Bringing back the Open to OpenAI..
- It's only open because nobody who's interested in this model would send their data to openai to be stripped of PII. If they thought otherwise, it would be closed-weights and API-only for "safety" reasons
- 50M effective parameters is impressively light. Is there a similarly light model on the prompt injection side? Most of the mainstream ones seem heavier
- Can someone explaon how can I reconstruct the original entities back if there are, for example, more than one person names?
- You cannot — not with the model alone. It gives you spans + types, not identity.
You need to do that part yourself after the model runs. The filter gives you spans; for each one, assign a stable ID (PERSON_1, PERSON_2) and keep {PERSON_1: "Harry", PERSON_2: "Ron"} next to the document. Swap IDs in before the LLM call, swap originals back in the reply.
Scoping that map to a document/project keeps the same person consistent across calls, so Harry stays PERSON_1 instead of becoming PERSON_3 the next time he's mentioned.
(Disclosure: I'm building a Mac privacy tool, RedMatiq, that does exactly this. The mapping layer turned out substantially harder than detection.)
- This is exactly where stochastic approaches feel uncomfortable.
For anything touching security or privacy, even small inconsistencies can quickly erode trust.
- I assume they use this model to be able to train new models with user data.
- If they think they are respecting their users' privacy by doing so, they are very very wrong.
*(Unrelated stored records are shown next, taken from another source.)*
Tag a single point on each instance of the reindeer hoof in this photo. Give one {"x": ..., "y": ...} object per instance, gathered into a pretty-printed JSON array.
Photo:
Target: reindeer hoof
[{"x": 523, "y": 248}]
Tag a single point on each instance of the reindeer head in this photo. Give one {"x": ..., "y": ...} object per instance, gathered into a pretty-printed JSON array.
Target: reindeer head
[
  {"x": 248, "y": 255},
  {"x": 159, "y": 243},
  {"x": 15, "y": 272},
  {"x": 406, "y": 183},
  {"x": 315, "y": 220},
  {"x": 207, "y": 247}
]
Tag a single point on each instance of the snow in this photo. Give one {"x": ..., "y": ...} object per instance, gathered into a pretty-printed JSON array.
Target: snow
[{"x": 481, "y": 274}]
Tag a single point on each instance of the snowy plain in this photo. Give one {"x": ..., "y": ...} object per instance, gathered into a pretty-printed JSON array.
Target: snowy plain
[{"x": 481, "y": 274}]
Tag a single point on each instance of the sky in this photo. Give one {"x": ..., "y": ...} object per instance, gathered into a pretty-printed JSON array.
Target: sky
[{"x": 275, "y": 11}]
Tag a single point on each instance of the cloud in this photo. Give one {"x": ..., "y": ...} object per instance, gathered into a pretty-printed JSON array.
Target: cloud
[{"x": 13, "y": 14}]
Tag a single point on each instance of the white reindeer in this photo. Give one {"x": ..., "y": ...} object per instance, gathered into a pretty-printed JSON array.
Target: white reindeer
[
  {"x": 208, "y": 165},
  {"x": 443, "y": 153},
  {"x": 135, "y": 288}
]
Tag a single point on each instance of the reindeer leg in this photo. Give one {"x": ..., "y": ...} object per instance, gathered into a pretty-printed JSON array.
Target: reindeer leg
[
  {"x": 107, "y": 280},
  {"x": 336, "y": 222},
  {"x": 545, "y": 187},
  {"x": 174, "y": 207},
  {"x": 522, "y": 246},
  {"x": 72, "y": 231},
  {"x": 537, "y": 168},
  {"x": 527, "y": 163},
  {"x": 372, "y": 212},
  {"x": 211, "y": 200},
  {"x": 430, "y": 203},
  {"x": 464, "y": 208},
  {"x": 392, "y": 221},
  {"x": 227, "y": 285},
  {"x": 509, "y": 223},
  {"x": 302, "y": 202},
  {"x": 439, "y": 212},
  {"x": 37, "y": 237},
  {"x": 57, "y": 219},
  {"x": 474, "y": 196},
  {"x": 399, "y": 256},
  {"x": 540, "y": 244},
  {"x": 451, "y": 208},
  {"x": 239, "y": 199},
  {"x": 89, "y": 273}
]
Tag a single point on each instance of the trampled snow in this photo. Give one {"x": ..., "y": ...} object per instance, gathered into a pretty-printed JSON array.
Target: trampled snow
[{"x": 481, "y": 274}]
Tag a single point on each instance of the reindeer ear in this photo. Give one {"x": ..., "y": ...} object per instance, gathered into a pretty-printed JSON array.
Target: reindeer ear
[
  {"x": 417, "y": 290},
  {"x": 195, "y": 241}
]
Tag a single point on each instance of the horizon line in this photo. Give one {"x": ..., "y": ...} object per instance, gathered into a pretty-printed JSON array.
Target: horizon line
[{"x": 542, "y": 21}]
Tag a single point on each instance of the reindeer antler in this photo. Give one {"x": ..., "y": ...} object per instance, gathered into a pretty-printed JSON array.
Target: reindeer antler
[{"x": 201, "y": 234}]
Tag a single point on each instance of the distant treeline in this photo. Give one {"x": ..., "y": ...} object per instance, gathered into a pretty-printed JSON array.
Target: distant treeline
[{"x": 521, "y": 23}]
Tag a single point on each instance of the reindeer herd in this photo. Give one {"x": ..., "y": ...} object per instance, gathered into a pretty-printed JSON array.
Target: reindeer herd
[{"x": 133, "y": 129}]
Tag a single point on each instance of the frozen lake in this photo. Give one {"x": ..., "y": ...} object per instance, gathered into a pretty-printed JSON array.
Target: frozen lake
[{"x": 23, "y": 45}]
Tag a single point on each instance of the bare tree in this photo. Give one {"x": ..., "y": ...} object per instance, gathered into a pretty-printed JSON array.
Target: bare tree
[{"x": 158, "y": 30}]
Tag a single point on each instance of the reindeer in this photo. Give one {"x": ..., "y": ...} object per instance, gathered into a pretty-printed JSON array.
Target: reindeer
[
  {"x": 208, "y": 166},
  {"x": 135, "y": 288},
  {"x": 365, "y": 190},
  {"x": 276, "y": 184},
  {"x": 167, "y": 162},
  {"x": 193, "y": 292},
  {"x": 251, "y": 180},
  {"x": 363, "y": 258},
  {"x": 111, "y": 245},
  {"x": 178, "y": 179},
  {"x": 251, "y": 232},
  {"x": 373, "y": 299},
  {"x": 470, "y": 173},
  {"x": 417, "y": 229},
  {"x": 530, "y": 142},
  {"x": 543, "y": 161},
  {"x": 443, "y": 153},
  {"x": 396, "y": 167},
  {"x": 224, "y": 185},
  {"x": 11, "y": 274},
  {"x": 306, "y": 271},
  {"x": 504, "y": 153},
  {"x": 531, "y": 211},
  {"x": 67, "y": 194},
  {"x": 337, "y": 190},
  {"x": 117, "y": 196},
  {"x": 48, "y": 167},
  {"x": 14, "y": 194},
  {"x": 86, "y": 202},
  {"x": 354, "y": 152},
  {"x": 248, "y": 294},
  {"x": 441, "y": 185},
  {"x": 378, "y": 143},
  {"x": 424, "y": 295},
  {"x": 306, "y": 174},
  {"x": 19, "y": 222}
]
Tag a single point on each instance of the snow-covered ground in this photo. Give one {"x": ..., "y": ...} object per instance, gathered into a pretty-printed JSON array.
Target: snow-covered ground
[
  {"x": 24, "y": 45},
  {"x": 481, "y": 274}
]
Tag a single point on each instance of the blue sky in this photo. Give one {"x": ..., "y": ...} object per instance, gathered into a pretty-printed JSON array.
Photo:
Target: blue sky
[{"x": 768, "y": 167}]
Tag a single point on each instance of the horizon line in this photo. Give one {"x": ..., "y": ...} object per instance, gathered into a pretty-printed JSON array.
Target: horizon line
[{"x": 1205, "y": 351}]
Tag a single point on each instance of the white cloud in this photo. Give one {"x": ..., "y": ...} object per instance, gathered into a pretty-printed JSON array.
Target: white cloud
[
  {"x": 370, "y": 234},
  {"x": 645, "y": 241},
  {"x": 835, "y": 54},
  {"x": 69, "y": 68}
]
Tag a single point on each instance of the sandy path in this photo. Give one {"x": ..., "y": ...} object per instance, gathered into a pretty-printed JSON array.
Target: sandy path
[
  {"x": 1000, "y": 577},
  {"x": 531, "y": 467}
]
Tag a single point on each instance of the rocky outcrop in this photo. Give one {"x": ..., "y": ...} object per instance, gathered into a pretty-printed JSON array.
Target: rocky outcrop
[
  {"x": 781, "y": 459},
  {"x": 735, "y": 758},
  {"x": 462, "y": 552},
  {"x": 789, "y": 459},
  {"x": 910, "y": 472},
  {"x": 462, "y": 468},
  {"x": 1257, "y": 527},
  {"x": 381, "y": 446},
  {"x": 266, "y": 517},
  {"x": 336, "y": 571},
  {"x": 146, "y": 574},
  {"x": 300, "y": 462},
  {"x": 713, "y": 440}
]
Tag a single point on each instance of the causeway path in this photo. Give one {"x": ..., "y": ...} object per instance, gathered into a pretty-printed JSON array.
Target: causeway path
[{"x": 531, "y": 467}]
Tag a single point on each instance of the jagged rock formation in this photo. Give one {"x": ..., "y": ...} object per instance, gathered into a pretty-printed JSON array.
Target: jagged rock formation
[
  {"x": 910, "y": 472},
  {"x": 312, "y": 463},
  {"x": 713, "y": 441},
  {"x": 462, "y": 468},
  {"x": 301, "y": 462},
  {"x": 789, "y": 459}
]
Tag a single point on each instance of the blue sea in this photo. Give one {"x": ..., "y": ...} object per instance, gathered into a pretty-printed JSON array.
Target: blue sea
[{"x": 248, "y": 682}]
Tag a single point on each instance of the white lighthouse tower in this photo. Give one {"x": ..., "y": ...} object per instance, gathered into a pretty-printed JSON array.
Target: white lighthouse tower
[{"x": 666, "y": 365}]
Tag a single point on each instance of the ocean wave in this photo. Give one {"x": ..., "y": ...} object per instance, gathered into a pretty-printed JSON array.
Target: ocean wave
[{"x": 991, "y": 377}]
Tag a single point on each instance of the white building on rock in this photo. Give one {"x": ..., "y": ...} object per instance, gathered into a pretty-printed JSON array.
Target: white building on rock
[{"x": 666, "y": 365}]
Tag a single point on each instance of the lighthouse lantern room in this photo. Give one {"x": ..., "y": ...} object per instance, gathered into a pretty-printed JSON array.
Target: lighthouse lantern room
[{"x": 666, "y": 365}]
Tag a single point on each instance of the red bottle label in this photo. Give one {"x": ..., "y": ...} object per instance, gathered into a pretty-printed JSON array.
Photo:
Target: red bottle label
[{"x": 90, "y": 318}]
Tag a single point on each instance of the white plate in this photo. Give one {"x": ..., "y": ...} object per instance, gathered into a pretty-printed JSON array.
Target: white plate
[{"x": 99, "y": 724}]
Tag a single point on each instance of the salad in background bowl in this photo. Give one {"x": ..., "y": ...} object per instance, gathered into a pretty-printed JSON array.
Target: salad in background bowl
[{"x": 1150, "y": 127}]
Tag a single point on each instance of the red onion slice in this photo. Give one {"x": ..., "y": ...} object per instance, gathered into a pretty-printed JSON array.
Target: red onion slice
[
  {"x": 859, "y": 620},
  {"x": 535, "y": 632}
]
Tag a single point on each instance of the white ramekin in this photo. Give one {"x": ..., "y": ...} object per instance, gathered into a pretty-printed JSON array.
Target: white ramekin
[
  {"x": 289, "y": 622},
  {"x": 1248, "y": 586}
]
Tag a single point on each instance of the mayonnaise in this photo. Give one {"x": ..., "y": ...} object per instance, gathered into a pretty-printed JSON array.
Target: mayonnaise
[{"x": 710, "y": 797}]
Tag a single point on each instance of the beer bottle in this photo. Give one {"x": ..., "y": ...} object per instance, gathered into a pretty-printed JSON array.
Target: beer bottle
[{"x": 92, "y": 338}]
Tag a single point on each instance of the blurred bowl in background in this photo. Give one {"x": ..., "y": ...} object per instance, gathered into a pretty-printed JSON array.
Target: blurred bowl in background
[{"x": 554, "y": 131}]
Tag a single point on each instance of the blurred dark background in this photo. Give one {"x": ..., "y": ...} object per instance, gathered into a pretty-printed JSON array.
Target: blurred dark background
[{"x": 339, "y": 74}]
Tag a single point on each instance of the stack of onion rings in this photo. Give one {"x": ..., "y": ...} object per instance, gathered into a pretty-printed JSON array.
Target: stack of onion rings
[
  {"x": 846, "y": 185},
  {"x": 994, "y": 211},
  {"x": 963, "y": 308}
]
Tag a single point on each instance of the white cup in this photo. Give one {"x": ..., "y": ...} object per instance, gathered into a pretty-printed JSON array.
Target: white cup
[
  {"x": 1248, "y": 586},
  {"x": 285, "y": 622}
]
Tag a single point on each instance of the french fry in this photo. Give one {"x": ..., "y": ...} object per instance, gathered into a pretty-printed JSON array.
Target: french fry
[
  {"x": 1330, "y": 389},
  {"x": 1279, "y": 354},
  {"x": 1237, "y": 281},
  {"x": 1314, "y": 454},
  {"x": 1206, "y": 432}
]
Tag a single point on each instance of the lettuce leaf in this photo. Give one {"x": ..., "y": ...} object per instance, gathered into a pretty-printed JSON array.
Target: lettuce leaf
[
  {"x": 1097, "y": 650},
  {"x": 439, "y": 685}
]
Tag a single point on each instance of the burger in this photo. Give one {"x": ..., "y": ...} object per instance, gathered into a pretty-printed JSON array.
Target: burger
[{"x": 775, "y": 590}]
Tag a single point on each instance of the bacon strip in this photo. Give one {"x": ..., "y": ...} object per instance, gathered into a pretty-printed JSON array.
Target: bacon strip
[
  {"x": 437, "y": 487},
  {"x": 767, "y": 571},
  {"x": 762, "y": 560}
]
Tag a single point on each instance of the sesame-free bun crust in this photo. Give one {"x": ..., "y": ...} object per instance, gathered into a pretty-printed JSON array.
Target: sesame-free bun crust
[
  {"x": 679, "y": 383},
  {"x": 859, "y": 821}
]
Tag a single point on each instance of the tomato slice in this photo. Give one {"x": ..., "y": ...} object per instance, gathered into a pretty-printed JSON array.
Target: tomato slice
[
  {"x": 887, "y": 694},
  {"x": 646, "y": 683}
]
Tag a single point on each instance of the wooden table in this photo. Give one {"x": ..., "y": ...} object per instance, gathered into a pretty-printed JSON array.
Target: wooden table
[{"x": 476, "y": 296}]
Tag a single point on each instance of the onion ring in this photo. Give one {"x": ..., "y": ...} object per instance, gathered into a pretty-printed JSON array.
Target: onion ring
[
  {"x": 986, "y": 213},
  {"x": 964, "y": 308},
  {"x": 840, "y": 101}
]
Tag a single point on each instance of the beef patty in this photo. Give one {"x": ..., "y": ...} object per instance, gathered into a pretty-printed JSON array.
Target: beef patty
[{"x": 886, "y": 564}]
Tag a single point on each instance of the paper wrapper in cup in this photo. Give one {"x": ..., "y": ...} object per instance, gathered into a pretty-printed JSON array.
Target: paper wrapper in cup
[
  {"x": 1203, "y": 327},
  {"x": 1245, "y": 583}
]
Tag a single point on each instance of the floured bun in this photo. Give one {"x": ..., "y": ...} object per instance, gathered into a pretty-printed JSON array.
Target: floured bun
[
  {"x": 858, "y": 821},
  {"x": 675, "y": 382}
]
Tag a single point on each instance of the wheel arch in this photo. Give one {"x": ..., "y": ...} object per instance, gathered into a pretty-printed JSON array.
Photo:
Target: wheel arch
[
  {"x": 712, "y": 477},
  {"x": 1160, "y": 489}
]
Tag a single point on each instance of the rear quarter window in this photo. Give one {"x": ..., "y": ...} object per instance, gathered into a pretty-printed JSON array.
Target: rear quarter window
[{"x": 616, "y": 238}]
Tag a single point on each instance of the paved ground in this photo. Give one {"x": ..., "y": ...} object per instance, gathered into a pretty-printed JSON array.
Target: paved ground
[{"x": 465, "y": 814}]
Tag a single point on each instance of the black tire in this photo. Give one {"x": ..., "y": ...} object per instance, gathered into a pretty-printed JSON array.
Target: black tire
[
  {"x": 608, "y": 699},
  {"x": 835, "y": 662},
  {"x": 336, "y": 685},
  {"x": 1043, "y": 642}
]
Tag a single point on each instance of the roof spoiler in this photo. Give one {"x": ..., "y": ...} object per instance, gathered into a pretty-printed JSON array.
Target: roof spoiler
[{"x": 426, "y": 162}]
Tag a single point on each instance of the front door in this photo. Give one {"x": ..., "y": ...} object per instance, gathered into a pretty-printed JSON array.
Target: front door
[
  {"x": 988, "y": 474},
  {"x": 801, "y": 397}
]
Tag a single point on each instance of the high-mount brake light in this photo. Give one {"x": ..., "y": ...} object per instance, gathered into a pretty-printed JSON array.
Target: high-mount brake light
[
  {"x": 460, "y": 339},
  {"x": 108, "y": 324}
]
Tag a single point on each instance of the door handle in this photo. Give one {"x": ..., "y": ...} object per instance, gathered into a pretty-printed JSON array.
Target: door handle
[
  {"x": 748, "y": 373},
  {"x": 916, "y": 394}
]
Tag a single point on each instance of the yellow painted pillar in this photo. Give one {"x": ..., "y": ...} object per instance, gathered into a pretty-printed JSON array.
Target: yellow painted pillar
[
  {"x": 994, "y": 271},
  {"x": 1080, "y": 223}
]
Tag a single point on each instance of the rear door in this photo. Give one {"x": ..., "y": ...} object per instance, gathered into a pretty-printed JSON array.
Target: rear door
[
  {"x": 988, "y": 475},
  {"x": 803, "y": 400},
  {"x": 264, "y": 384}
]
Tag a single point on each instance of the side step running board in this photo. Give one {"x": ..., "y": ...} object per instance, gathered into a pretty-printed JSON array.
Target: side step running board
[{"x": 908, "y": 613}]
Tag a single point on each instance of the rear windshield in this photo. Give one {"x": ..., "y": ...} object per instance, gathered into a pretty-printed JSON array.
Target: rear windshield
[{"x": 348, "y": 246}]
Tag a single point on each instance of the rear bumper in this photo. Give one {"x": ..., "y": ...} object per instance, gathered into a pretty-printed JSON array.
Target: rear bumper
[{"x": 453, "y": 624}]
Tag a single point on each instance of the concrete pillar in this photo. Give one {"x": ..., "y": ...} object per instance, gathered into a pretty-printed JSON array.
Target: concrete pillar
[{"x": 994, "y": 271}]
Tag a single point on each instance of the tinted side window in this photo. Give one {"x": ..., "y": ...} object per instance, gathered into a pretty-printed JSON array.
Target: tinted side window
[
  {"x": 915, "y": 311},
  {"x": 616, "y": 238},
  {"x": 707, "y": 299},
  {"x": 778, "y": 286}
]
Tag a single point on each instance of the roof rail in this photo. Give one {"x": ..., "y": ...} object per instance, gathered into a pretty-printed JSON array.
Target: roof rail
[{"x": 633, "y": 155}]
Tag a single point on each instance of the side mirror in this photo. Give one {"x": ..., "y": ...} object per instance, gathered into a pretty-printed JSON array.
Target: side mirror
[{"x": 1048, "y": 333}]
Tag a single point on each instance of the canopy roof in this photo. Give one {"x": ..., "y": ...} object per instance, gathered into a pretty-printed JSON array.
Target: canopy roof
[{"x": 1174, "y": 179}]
- This is where stochastic approaches start to feel a bit uncomfortable.
Even small mistakes can make something dealing with sensitive data hard to trust. It seems useful as a first pass, but I’d probably still want some deterministic checks or a human in the loop to feel confident using it.
- I built a community tool for exactly this, based on privacy first principals but around the what. It’s workflow based and not “put your sensitive data into ChatGPT and hope it captures the right stuff”. Mostly built for security folks but anyone can use it
Check it out: https://redact.cabreza.com
- This looks actually useful. But can someone help me understand how you address the non-perfect scores: "Privacy Filter achieves an F1 score of 96% (94.04% precision and 98.04% recall)."
How would you actually use this if it can fail redacting 4% of the data. How do you reliably know which 4% failed?
- My experience with models that can reach high 90%-ile benchmark rates on tests is that often that last few percentage is arguable, vague, and often experts would disagree. You could try it yourself by training an MNIST classifier and seeing which digits your model inevitably cannot guess -- you'll be like "...wait a minute..."
Anyway, I have no idea what the underlying data here looks like, but I bet it's pretty unusual.
When I was working on my first job out of college, we were given a large contract and told to redact with black Sharpie every name of a company; it was a basic document prep exercise ahead of a strategy session for a competitor. Standard practice was to share general information but not specific. Our redaction error rate on 200 pages of contract was ... not 100%.
- Where's the gguf from Unsloth and co?